By Kathleen Scalise, Media Relations

Berkeley - Whether your heart belongs to anyone this Valentine's Day may depend on what happened the first time you fell in love.

This new finding, by University of California, Berkeley, graduate student Jennifer Beer, challenges the notion commonly held since Freud that the stability of the parent-child relationship sets the stage for attachment later in life.

With romance, said Beer, "Some of the problems you have in the romantic domain may have more to do with your first love than with your parents." She based her work on the first-love stories of 303 UC Berkeley undergraduates, mostly juniors, collected in 1997.

By "first love," Beer doesn't mean a childhood crush on a teacher or movie star, but the first real relationship of a romantic nature between two individuals, often experienced in adolescence or early adult years. Those who remember the experience positively are more likely to consider themselves securely attached to their current romantic partners, she said, and to perceive their romantic partners as securely attached to them.

She now is looking at how such recent and distant "vivid" representations of self and partner are stored in different memory systems in the brain and what this might reveal about self-perception.

"Vivid memories are very detailed, self-defining, something you recall a lot, stories and anecdotes you dwell on or tell all the time," Beer said.

In the case of first love, such memories often range from bittersweet but fond - perhaps recollections of a poignant puppy love tinged with regard or regret for a long-ago sweetheart - to deeply painful, soul-crushing experiences.

Whatever happened, "it can set you up as thinking, 'This is what I am like as a relationship partner,' " Beer said.

People who recollect their first romantic experience as involving good feelings, for instance, citing memories of happiness, excitement, strength, inspiration, pride and enthusiasm, were more likely to be in stable relationships years later than those recalling hostility, upset, stress, guilt, fright or shame, Beer found.

"First love relationships often break up. So people say, 'What do you mean, good feelings?

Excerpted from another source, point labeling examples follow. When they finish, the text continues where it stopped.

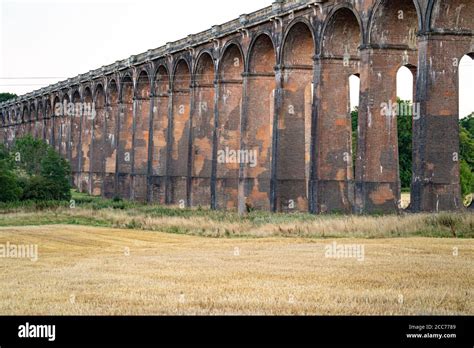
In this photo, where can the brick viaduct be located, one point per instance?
(275, 81)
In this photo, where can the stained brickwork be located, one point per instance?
(255, 113)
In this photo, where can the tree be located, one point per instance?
(466, 144)
(405, 144)
(10, 187)
(28, 153)
(57, 171)
(7, 96)
(33, 171)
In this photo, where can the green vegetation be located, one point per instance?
(32, 170)
(405, 147)
(7, 96)
(85, 210)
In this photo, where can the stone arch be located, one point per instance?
(180, 128)
(231, 67)
(143, 85)
(340, 59)
(162, 80)
(294, 124)
(259, 122)
(342, 33)
(181, 78)
(450, 15)
(202, 131)
(395, 23)
(299, 43)
(232, 63)
(262, 59)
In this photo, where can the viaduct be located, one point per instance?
(276, 82)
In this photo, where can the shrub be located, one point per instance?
(10, 187)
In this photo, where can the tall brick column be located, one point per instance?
(335, 190)
(377, 166)
(436, 181)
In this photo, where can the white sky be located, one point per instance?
(59, 39)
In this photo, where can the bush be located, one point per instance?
(467, 179)
(28, 153)
(39, 188)
(10, 187)
(33, 171)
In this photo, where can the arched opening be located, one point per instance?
(33, 121)
(57, 115)
(3, 129)
(178, 179)
(294, 124)
(436, 180)
(466, 127)
(65, 128)
(393, 30)
(25, 121)
(41, 121)
(452, 15)
(407, 112)
(97, 151)
(354, 95)
(86, 141)
(110, 141)
(160, 135)
(141, 138)
(125, 148)
(335, 128)
(225, 188)
(76, 139)
(258, 136)
(48, 122)
(203, 126)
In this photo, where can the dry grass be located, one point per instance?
(221, 225)
(85, 271)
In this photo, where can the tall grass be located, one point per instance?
(93, 211)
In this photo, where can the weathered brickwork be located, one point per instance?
(255, 113)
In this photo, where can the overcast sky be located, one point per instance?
(59, 39)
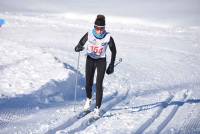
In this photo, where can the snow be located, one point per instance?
(154, 90)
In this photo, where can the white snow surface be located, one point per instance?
(154, 90)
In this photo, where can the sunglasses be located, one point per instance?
(99, 28)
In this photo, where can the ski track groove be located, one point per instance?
(145, 125)
(86, 122)
(170, 115)
(12, 115)
(74, 119)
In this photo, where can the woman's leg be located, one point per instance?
(89, 72)
(101, 68)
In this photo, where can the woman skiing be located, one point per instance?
(96, 42)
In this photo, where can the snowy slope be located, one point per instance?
(154, 90)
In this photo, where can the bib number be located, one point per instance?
(97, 50)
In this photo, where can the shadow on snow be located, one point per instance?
(53, 93)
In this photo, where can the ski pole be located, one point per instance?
(119, 61)
(76, 82)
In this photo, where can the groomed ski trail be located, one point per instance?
(85, 121)
(75, 118)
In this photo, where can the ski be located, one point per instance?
(83, 113)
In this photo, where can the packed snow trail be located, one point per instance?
(160, 64)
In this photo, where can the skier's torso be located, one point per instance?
(96, 48)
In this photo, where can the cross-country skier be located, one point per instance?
(97, 40)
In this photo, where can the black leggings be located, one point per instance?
(91, 65)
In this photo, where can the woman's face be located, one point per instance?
(99, 30)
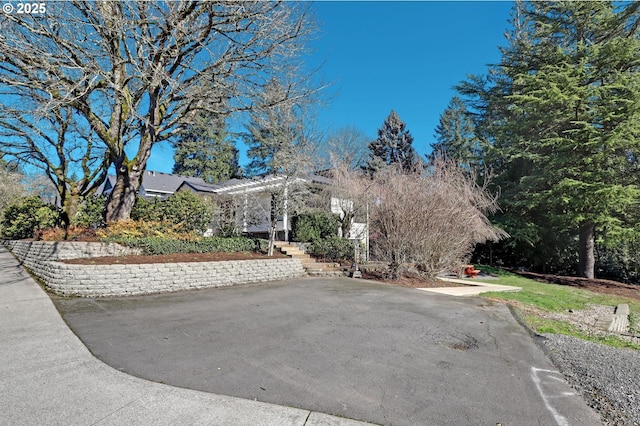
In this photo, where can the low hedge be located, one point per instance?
(158, 245)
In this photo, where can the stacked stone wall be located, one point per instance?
(124, 280)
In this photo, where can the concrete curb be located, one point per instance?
(475, 288)
(50, 377)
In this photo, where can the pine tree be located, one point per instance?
(206, 151)
(563, 114)
(393, 146)
(455, 135)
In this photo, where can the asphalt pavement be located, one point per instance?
(48, 377)
(349, 348)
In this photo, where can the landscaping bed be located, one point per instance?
(595, 285)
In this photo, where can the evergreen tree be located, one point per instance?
(206, 151)
(393, 146)
(455, 135)
(562, 112)
(277, 145)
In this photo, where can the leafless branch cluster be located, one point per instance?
(135, 72)
(430, 219)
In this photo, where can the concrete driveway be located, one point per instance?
(350, 348)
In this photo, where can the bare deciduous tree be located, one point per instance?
(429, 219)
(349, 144)
(138, 71)
(62, 148)
(11, 187)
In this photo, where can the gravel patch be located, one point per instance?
(608, 378)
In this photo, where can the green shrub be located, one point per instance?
(141, 229)
(333, 249)
(91, 212)
(160, 245)
(21, 219)
(193, 212)
(308, 227)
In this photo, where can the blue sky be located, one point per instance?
(405, 56)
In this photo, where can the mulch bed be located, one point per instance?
(595, 285)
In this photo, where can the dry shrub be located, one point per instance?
(430, 219)
(140, 229)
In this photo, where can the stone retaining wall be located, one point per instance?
(125, 280)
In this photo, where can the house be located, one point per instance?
(244, 202)
(248, 201)
(154, 184)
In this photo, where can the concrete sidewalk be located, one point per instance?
(49, 376)
(473, 288)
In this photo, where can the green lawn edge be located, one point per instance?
(558, 298)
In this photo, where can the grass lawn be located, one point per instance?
(559, 298)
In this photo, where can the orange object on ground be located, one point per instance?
(471, 271)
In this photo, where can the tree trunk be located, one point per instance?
(587, 262)
(123, 195)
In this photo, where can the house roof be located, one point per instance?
(154, 182)
(256, 184)
(166, 183)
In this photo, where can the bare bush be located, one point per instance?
(430, 219)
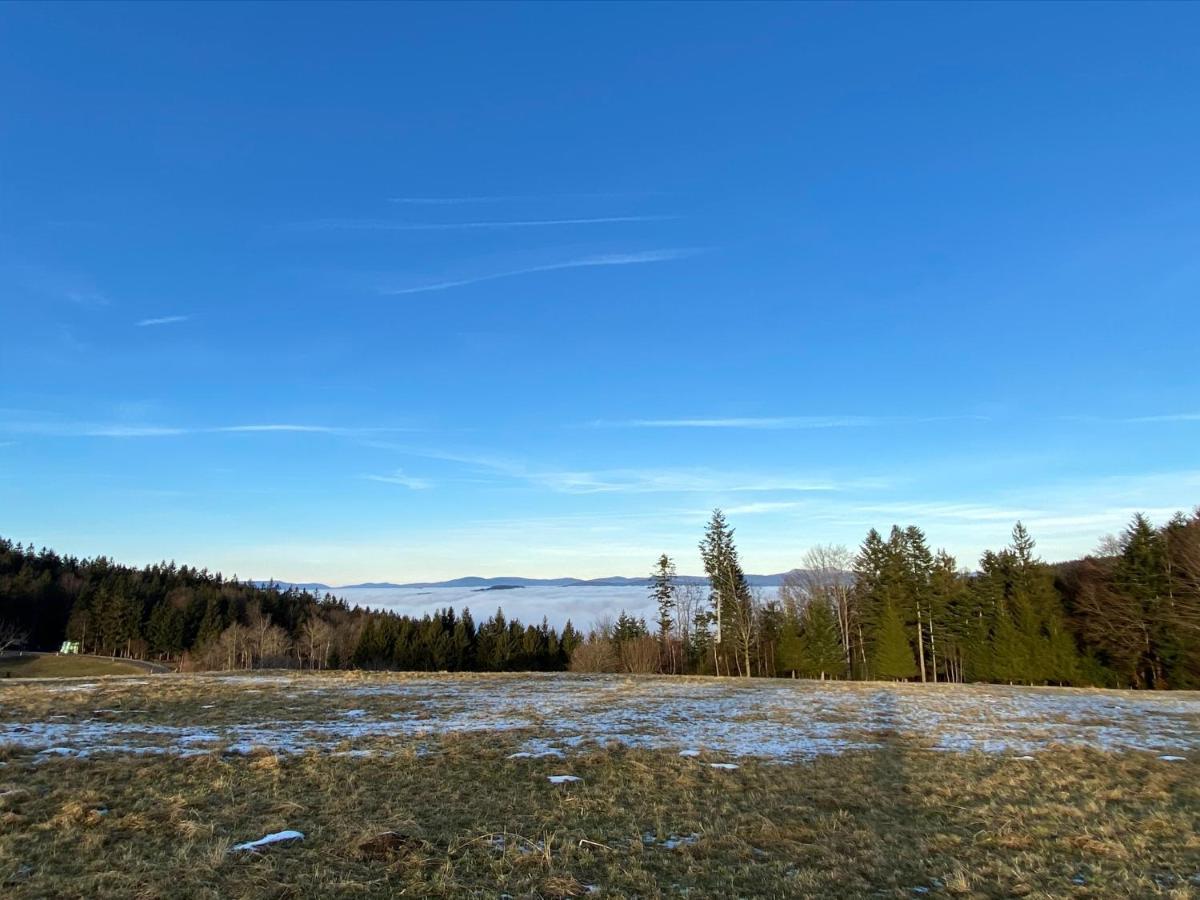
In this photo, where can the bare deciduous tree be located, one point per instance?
(11, 637)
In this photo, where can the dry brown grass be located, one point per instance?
(454, 817)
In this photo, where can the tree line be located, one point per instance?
(1125, 617)
(204, 621)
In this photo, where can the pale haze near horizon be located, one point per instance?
(407, 293)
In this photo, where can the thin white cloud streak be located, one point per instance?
(651, 256)
(400, 478)
(366, 225)
(641, 481)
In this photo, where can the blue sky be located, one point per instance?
(406, 292)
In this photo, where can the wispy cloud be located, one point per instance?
(375, 225)
(649, 256)
(400, 478)
(640, 481)
(779, 423)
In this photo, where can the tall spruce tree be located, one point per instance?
(893, 654)
(730, 593)
(821, 641)
(663, 592)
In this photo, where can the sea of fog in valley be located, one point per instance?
(581, 605)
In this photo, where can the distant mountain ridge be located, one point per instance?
(475, 581)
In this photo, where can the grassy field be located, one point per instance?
(141, 787)
(53, 666)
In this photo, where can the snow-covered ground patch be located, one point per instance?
(778, 720)
(277, 838)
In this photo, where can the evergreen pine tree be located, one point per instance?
(821, 641)
(893, 654)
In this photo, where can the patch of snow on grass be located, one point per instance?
(276, 838)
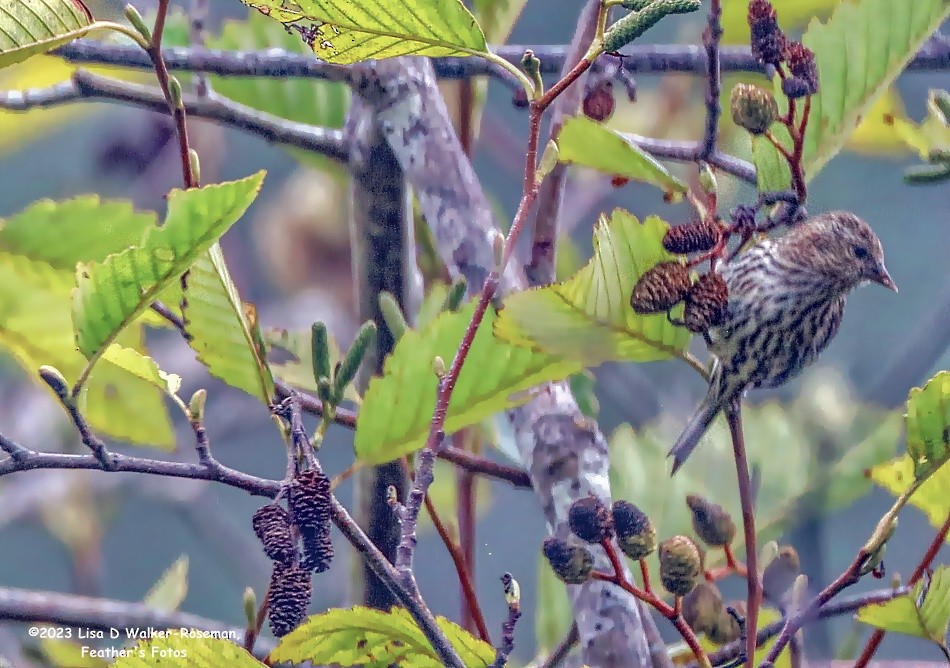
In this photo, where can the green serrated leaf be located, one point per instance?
(588, 317)
(35, 327)
(923, 613)
(928, 423)
(397, 406)
(141, 366)
(220, 331)
(310, 101)
(31, 27)
(177, 651)
(589, 144)
(346, 32)
(897, 475)
(82, 229)
(362, 636)
(860, 51)
(171, 589)
(109, 295)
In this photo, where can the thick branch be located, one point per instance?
(638, 59)
(85, 87)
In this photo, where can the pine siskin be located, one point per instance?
(786, 300)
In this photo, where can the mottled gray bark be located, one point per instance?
(381, 238)
(565, 453)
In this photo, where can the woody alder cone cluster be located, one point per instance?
(309, 515)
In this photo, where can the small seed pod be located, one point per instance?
(591, 520)
(711, 522)
(272, 526)
(680, 565)
(571, 563)
(779, 576)
(801, 65)
(288, 598)
(753, 107)
(707, 303)
(310, 500)
(661, 288)
(317, 550)
(702, 607)
(599, 102)
(691, 238)
(726, 628)
(767, 39)
(636, 534)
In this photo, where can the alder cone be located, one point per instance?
(272, 526)
(691, 238)
(288, 598)
(707, 303)
(310, 500)
(661, 288)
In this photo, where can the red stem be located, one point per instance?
(671, 612)
(754, 587)
(465, 579)
(530, 194)
(875, 640)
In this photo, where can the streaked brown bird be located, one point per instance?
(786, 300)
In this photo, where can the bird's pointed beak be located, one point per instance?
(882, 277)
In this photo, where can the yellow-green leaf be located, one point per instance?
(361, 636)
(343, 31)
(589, 144)
(82, 229)
(928, 424)
(219, 330)
(860, 51)
(35, 328)
(923, 613)
(109, 295)
(588, 317)
(31, 27)
(171, 589)
(66, 654)
(898, 474)
(302, 100)
(397, 406)
(192, 651)
(142, 366)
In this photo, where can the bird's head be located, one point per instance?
(843, 248)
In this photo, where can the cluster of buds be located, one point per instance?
(594, 523)
(667, 284)
(278, 529)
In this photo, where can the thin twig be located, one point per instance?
(712, 36)
(540, 268)
(513, 596)
(925, 561)
(845, 606)
(446, 384)
(85, 86)
(754, 587)
(461, 569)
(175, 107)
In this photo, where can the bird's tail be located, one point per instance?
(698, 424)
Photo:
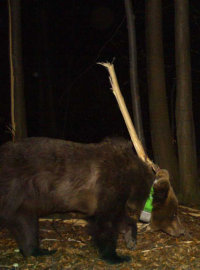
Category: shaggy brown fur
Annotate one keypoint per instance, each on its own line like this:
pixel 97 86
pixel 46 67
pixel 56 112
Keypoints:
pixel 39 176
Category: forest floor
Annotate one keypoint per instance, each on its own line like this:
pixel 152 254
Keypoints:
pixel 155 250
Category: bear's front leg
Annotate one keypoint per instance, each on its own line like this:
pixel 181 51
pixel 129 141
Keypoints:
pixel 129 229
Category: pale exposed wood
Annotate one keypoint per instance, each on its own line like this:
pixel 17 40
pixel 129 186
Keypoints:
pixel 136 142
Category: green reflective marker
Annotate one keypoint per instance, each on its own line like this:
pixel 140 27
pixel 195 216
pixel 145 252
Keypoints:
pixel 146 213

It was a breakup,' " she said. "But even though the relationship ended, which seems like it might be negative, the vivid memories surrounding the experience can be good or bad."

As an example of a good experience, Beer cited one respondent who suffered greatly because her former boyfriend dated other women immediately after their relationship ended. But, prior to that, the experience had been a positive taste of what love could be, and the woman learned what made her happy in a relationship.

Alternatively, Beer described a stormier experience that left the respondent years later with the unshakeable suspicion that all men were untrustworthy.

"This is wrong, but I cannot help myself," the respondent commented. "One negative experience has been enough to change my entire outlook on men."

Beer identified four patterns of perception surrounding relationships:

* Secure - A secure, positive sense of both self and partner in a relationship.

* Dismissive -A positive sense of self, but not of partner.

* Preoccupied - A positive sense of partner, but not of self.

* Fearful - Negative recollections of both.

Those with memories of positive emotion and outcomes from their first relationship "were more likely to have positive views of self and others in romantic relationships," Beer said. "Those with more negative emotions and outcome were more likely to show one of the other three patterns."